L’arca era uno degli arredi sacri fatti costruire da Dio a Mosè (Es. 25:10-22). Era una cassa di legno d’acacia rivestita d’oro lunga circa m. 1,20, larga e alta circa m. 0,70. La parte superiore presentava un orlo decorativo fatto d’oro massiccio, così come d’oro massiccio era il coperchio, detto propiziatorio. Quest’ultimo a sua volta era sormontato da due creature angeliche aventi le ali spiegate e il viso rivolto verso il basso. La parte inferiore dell’arca presentava due anelli per lato, attraverso i quali passavano le stanghe tramite le quali l’arca doveva essere trasportata.

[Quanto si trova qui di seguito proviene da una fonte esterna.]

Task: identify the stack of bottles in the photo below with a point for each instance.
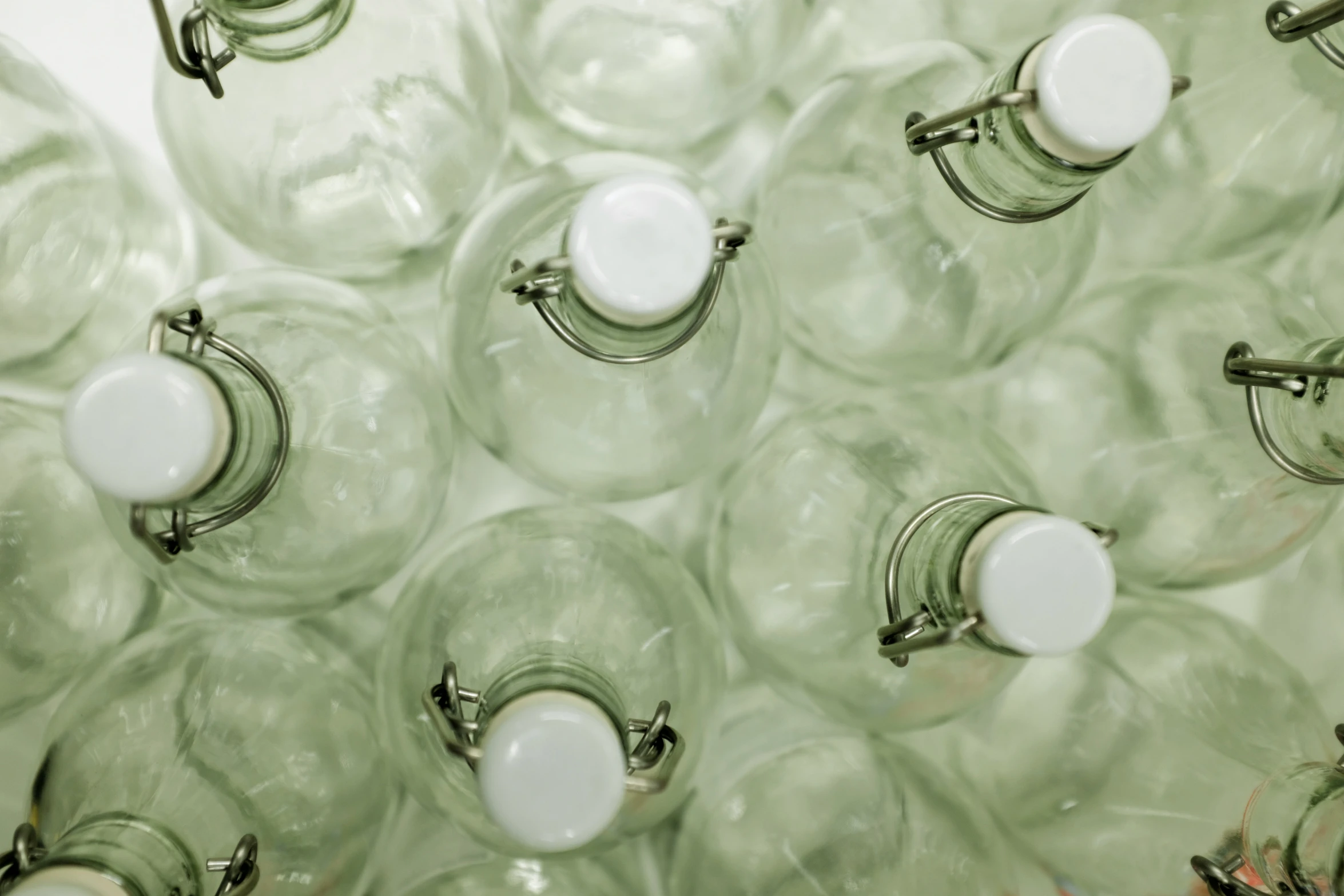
(682, 448)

Essa simboleggiava la presenza di Dio. Era chiamata l’”arca del patto” perché al suo interno si trovavano le due tavole di pietra contenenti il Decalogo, il fondamento del patto stabilito dal Signore con il suo popolo Israele. Successivamente furono posti dentro (o accanto) l’arca anche un vaso con la manna, la verga di Aaronne che era fiorita e il libro della legge (Es. 16:33,34; 40:20; Num. 17:10; Eb. 9:4). Ma al tempo dei Re questi ultimi oggetti non si trovavano più dentro l’arca (1 Re 8:9).

Dopo l’ingresso nella terra di Canaan l’arca stazionò a Ghilgal (Gios. 4:19), poi fu portata a Silo (Gios. 18:1), a Betel (Giud. 20:26,27), poi di nuovo a Silo (1 Sam. 1:3; 3:3). Fu presa per un breve periodo dai Filistei, poi tornò tra gli Ebrei, a Bet-Semes (1 Sam. 6:12), a Chiriat-Iearim (1 Sam. 7:1,2) e infine, su iniziativa di Davide, a Gerusalemme, dove rimase in un tabernacolo provvisorio, fino alla costruzione del tempio per opera di Salomone.

 

NEL DESERTO

 

L’arca del patto doveva essere posta nella parte più interna del santuario mobile o tabernacolo ordinato da Dio, cioè nel luogo santissimo. Durante le soste nel deserto il tabernacolo doveva stare al centro dell’accampamento e c’erano precise indicazioni che regolavano la disposizione delle dodici tribù nel campo e l’ordine di marcia delle stesse (Num. 2:1,2,17).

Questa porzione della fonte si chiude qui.